The Aventura settlement comes as the latest reminder that the fees associated with mutual fund share classes remain a top issue at the SEC.

Photo Illustration by Barron’s Advisor; Dreamstime (2)

Aventura Capital Management, a registered investment advisor based in Boca Raton, Fla., has agreed to pay nearly $1 million in disgorgement, interest, and penalties, and accepted a censure under the settlement.

In its order instituting cease-and-desist proceedings, the SEC contended that Aventura Capital generated excessive 12b-1 fees for its affiliated broker-dealer, Aventura Securities, from December 2015 to June 2022 instead of lower-cost share classes of the same funds.
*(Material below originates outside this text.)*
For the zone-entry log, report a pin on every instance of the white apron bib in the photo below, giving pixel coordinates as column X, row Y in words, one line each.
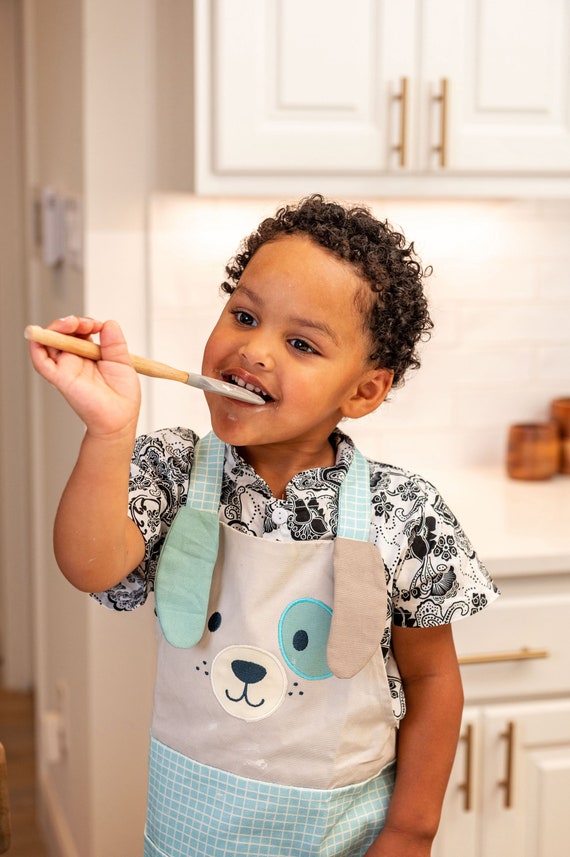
column 260, row 744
Similarly, Aventura moved clients’ uninvested cash into money-market mutual funds that also carried high fees, again opting not to invest in fee-free share classes, according to the commission’s order.

Aventura did not immediately respond to a request for comment.

The settlement comes as the latest reminder that the fees associated with mutual fund share classes remain a top issue at the SEC, which has been warning the industry for years against overcharging clients.

The SEC brought the issue to prominence in the months leading up to the self-reporting initiative the agency launched in February 2018, inviting advisors to come forward and acknowledge that they had been charging clients excessive fees for select share classes in exchange for lenient settlement terms. The SEC said it generally wouldn’t pursue civil penalties against firms that came forward under that program, limiting their financial liability to repaying the clients who were charged excessive fees.

But that initiative ended June 2018, and the SEC continues to punish firms that persist in placing clients in costly share classes, as Aventura is alleged to have done before, during, and after the SEC’s self-reporting program.

In addition to the issue of overcharging clients, Aventura failed to disclose on its Form ADV regulatory filing its practice of collecting 12b-1 fees and the conflict of interest that created, according to the SEC.

“Aventura Capital, although eligible to do so, did not self-report this 12b-1 fee related conflict of interest to the Commission pursuant to the Division of Enforcement’s share class selection disclosure initiative,” the SEC said in its order.